While initial studies of Trp53 knockout mice did not suggest that p53 was important in the mouse mammary gland, it is now clear that p53 has important roles in normal physiology and tumorigenesis in the mouse. Knockout and transgenic mice with modified p53 functions will thus be useful tools in understanding breast cancer biology and response to therapies. p53 can mediate apoptosis in the mammary gland in response to both physiological and exogenous stresses. Deficiency of p53 alone, in a susceptible genetic setting, is sufficient to allow mammary tumor development in mice, and it has also been demonstrated to be pivotal in breast cancer formation in the context of Brca1 and Brca2 deficiency. We are therefore now able to model in mice three strong breast cancer susceptibility syndromes of humans.

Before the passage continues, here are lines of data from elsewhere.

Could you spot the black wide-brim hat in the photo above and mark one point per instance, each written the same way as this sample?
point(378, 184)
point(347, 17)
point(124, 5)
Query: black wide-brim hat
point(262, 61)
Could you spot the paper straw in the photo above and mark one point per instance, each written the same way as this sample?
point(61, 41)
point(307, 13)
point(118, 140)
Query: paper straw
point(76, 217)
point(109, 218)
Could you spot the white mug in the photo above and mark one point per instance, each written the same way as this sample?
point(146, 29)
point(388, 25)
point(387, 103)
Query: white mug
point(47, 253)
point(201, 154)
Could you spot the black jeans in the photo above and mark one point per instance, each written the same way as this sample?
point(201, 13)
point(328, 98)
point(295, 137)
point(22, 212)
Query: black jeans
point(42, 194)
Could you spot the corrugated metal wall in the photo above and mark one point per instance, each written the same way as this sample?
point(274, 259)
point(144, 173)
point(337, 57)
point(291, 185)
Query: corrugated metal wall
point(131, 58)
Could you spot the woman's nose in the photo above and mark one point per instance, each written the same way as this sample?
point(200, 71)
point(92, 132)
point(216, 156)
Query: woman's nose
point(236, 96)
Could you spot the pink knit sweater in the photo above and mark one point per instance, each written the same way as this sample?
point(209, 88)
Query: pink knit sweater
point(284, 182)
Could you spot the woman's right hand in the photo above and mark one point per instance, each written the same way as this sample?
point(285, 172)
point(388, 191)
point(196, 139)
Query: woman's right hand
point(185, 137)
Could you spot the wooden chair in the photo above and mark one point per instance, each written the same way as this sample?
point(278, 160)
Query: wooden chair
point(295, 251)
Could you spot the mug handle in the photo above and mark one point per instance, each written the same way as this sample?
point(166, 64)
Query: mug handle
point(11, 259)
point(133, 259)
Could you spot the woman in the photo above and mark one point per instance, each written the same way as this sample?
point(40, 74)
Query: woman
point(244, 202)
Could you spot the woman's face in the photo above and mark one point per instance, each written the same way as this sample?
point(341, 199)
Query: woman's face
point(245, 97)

Deficiency of p53 modifies tumor biology, promoting aggressiveness, rapid growth and genetic instability. p53 deficiency in the mouse cooperates with other oncogenic events important to human breast cancer, accelerating mammary tumor formation. Identification of further pathways (and hence modifier genes) with which p53 deficiency cooperates, combined with understanding mechanisms that regulate p53 activity, will greatly enhance our understanding of breast cancer biology and our ability to prevent it. With the complexity of tumor biology and the paracrine activities of p53, such as anti-angiogenic activities, the use of p53 transgenic and knockout mice provides important in vivo tools for understanding and developing therapeutic strategies.